US-Orchestrated Iraqi Oil Bill Stalled
In December 2006, the bipartisan Iraq Study Group fronted by James Baker issued its long-awaited report. It called for the US to “assist Iraqi leaders to reorganise the national oil industry as a commercial enterprise” and to “encourage investment in Iraq’s oil sector by the international community and by international energy companies.”
Most of the Iraq Study Group’s recommendations were ignored by the White House, but not this one: the Bush administration immediately pushed ahead by helping to draft a radical new oil law for Iraq, which would allow companies such as Shell and BP to sign 30-year contracts in which they could keep a large share of Iraq’s oil profits, amounting to tens or even hundreds of billions of dollars – unheard of in countries with as much easily accessible oil as Iraq, and a sentence to perpetual poverty in a country where 95% of government revenues come from oil. This was a proposal so wildly unpopular that even Bremer had not dared make it in the first year of occupation. Yet it was coming up now, thanks to deepening chaos. Explaining why it was justified for such a large percentage of the profits to leave Iraq, the oil companies cited the security risks. In other words, it was the disaster that made the proposed radical law possible.
The law that was finally adopted by Iraq’s cabinet in February 2007 was even worse than anticipated: it placed no limits on the amount of profits that foreign companies can take from the country and placed no specific requirements about how much or little foreign investors would partner with Iraqi companies or hire Iraqis to work in the oil fields.

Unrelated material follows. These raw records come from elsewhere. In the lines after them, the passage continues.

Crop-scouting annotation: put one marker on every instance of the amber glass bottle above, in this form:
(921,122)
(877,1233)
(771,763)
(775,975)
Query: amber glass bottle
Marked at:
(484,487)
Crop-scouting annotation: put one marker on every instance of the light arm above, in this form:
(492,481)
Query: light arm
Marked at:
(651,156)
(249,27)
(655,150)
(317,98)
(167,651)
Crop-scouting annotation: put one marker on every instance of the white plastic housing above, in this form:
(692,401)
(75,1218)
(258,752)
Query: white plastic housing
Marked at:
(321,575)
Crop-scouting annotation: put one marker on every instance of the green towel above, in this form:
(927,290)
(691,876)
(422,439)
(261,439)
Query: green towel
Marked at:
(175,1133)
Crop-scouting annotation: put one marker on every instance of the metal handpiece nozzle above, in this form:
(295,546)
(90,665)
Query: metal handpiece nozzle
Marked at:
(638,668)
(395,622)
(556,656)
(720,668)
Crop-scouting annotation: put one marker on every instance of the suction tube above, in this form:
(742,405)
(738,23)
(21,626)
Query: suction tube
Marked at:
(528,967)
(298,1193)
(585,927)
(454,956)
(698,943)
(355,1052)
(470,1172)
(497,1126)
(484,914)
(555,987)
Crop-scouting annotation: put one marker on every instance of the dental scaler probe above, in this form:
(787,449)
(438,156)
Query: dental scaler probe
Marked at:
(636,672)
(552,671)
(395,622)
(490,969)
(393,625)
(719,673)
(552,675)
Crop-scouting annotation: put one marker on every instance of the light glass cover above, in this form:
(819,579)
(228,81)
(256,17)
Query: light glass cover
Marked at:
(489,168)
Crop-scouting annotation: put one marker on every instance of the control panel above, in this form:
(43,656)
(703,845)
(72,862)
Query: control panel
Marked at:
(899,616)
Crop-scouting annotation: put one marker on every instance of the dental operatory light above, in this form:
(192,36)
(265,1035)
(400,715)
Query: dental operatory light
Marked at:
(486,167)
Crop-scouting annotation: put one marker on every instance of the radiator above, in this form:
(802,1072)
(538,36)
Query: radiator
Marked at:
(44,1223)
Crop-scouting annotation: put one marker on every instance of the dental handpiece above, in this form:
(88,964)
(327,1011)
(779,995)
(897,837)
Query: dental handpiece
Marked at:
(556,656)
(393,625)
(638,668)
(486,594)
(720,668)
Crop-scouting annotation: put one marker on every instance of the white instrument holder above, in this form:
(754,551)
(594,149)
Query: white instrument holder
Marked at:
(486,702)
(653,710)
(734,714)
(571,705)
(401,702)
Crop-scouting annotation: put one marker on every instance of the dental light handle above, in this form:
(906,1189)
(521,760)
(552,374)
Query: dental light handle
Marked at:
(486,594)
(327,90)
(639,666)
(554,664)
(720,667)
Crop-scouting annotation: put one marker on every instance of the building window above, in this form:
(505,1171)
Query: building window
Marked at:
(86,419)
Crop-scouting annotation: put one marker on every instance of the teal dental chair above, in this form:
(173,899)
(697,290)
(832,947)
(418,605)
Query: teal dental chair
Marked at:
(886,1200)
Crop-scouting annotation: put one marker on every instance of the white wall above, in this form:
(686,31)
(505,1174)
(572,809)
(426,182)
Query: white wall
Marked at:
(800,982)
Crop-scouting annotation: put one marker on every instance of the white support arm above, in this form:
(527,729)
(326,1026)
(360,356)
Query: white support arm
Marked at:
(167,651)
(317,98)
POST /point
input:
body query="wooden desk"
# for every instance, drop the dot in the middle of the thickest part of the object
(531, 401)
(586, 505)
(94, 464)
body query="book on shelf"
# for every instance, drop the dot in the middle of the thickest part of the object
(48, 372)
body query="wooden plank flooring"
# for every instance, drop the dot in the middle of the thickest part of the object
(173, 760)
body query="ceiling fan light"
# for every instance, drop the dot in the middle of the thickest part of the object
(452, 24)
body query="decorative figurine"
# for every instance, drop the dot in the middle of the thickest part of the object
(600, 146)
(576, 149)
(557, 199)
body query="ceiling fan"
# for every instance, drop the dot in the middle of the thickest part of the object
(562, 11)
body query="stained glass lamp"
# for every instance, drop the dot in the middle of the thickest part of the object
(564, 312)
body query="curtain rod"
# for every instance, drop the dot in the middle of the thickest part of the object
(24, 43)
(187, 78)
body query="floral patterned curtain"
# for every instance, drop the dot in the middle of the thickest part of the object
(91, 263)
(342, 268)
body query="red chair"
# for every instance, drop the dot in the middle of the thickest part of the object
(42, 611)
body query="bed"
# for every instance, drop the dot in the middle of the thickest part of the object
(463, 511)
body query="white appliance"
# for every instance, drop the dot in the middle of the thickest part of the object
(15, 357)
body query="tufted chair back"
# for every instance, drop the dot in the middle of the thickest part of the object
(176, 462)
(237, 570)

Most brazenly, it excluded Iraq’s elected parliamentarians from having any say in the terms for future oil contracts. Instead, it created a new body, the Federal Oil and Gas Council, which, according to the New York Times, would be advised by “a panel of oil experts from inside and outside Iraq”. This unelected body, advised by unspecified foreigners, would have ultimate decision-making power on all oil matters, with the full authority to decide which contracts Iraq did and did not sign. In effect, the law called for Iraq’s publicly owned oil reserves, the country’s main source of revenues, to be exempted from democratic control and run instead by a powerful, wealthy oil dictatorship, which would exist alongside Iraq’s broken and ineffective government.